Put in blocking for adding grab or shower bars later and make a sheet detailing the locations for them. 

For the niche you can cut the tiles on the sides to allow for adding two horizontal pieces back to back for the shelf. It makes for a cleaner look and is faster to do.


----------



## chandler48 (Jun 5, 2017)

Definitely as @Calson mentioned. I put 2x10's all around where practical at 34" centered AFF. It gives leeway to meet most customer's requests.


----------



## dtbingle (Jul 19, 2017)

Calson said:


> Put in blocking for adding grab or shower bars later and make a sheet detailing the locations for them.
> 
> For the niche you can cut the tiles on the sides to allow for adding two horizontal pieces back to back for the shelf. It makes for a cleaner look and is faster to do.


Thanks for the tip. I added the blocking for the shower curtain rod, but nothing extra for grab bars.

Not sure I follow what you're saying about cutting the tile though to have two horizontal pieces back to back.


For the bottom of the niche, going to cut down a 1/2" 6x36 marble threshold to size.

Then install the Snow Illusion accent tile in the back.









Then use bullnose tile inside the niche for the perimeter - like the picture below - and fill out the remaining depth on the wall and top niche surfaces with a narrow subway tile cut.









Does this seem OK?


----------



## dtbingle (Jul 19, 2017)

Another question. After planning out the wall tile, realized the tub deck is 1/8" out of level across the 5' tub. Using full tiles would mean a gap between the tub deck and bottom of first tile row of a 1/16" at one end, and 3/16" at the other. I feel that this might look bad with the gap height changing 1/8" over the back wall of the tub.

This seems like a common issue and is dealt with by cutting this first row of tile. However, the things I've read mentioned it will look weird if you start at the lowest point with a full tile and then just take slivers off of the tiles while working to the high side. The better approach would be to cut the tile at the lowest point to around 3/4 height and that this hides the level issue much better.

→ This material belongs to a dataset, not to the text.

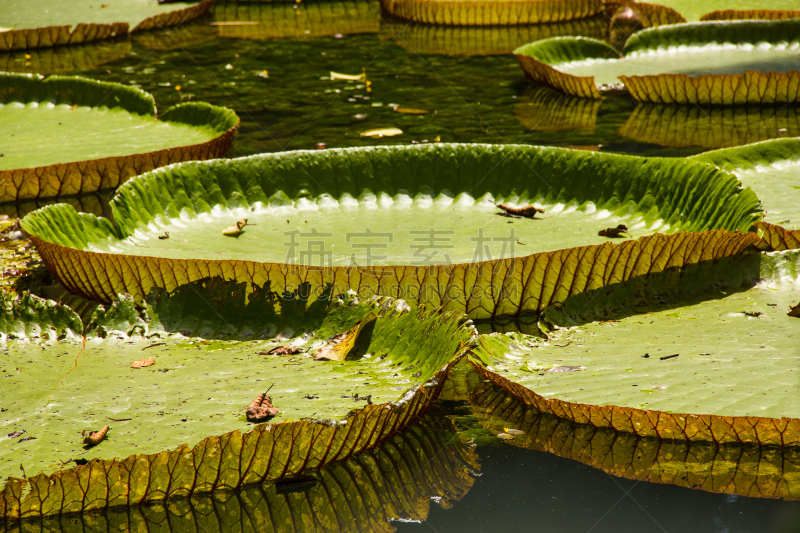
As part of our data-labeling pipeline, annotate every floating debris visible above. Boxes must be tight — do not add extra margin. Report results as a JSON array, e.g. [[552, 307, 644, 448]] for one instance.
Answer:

In my situation, 3/4 of the 4x16 subway tile leaves a 3 in height. This means:
3" tile height
- 1/8" gap between CBU
- 1 1/4" tub flange
+ 1/8" gap between tub deck and tile

= 1 3/4" of tile ON the CBU
1 1/4" of tile OFF the CBU

Is this 1 3/4" of tile height adhered the CBU enough to actually hold it over time? The only other option I can see is to shim out the studs and drop the CBU over the tub flange. Suggestions?


----------